4. The electric control cabinet according to claim 2, wherein the driving member comprises a driving motor, a first gear is fixedly sleeved on an output shaft of the driving motor, a second gear is fixedly sleeved on the first rotary cylinder, and the first gear is in meshed connection with the second gear.

5. The electric control cabinet according to claim 2, wherein a first bearing is fixedly sleeved on the first rotary cylinder, a plurality of fixing rods are fixedly connected to an outer ring of the first bearing, the fixing rods are arranged at intervals along the outer ring of the first bearing, and one ends, far away from the first bearing, of the fixing rods are fixedly connected to the inside of the cabinet body.

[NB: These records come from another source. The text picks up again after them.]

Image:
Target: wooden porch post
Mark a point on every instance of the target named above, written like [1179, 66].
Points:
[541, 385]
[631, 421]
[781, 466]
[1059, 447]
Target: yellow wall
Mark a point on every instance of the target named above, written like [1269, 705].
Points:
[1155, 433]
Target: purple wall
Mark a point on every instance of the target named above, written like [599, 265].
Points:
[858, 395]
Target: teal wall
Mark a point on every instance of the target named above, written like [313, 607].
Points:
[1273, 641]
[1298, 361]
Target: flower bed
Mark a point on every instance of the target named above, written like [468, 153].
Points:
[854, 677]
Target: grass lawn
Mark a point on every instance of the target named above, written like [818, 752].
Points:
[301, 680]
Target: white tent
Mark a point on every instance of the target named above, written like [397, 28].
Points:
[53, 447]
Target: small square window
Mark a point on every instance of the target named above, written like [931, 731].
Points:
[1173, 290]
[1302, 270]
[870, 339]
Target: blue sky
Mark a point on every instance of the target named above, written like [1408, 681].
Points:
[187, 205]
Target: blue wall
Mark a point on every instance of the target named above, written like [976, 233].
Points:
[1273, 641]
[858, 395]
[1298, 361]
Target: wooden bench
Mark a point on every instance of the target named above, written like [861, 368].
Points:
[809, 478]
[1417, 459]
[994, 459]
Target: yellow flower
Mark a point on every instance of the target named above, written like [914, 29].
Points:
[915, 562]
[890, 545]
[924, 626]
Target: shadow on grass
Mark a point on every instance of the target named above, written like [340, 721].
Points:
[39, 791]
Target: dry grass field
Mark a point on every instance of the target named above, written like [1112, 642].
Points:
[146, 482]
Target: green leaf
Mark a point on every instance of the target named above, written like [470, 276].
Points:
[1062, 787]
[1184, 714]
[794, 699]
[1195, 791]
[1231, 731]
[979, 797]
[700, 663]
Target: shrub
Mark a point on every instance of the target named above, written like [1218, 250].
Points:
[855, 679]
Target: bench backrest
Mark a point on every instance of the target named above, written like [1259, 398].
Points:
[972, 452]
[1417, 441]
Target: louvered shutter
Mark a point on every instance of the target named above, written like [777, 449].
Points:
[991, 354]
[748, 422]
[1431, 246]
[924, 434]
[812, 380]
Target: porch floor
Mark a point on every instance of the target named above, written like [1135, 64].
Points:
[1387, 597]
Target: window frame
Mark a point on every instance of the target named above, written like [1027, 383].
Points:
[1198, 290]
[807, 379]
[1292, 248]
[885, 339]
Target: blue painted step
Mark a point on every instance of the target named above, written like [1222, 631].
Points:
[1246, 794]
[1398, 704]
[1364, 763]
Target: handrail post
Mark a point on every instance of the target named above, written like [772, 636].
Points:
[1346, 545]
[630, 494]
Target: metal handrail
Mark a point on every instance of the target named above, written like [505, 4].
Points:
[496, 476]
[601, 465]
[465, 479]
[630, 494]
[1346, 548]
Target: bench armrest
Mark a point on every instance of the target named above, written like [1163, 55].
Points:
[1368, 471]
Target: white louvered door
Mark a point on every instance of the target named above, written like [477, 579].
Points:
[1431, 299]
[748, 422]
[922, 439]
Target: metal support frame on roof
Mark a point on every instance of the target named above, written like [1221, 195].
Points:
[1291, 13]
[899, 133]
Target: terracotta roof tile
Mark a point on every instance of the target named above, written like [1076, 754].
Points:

6. The electric control cabinet according to claim 3, wherein the fixing frame comprises a supporting rod, a sliding rod and a connecting rod, the supporting rod is fixedly connected to the cabinet body, the sliding rod is movably connected to the supporting rod along a direction parallel to the axis of the first rotary cylinder, a second bearing is fixedly sleeved on the second rotary cylinder, and the sliding rod is connected to the outer ring of the second bearing through the connecting rod.

7. The cabinet of claim 6, wherein the air outlet head is connected with the branch pipe through a second rotary joint, the air outlet head is rotatably connected with the rotary ring around a first axis, a third gear is fixedly sleeved on the air outlet head, the driving mechanism further comprises a gear ring connected with the connecting rod, the central axis of the gear ring coincides with the central axis of the rotary ring, and the third gear is meshed with the gear ring.

8. The electric control cabinet according to claim 3, wherein the outer wall of the second rotary cylinder is fixedly connected with a plurality of extension rods, the extension rods are arranged at intervals along the circumference of the second rotary cylinder, and the other end of each extension rod, which is far away from the second rotary cylinder, is fixedly connected with the rotary ring.

9. An electric control cabinet according to claim 3, wherein the manifold is disposed through the interiors of the first and second rotating drums.

10. The cabinet of claim 1, wherein the manifold is configured as a hose.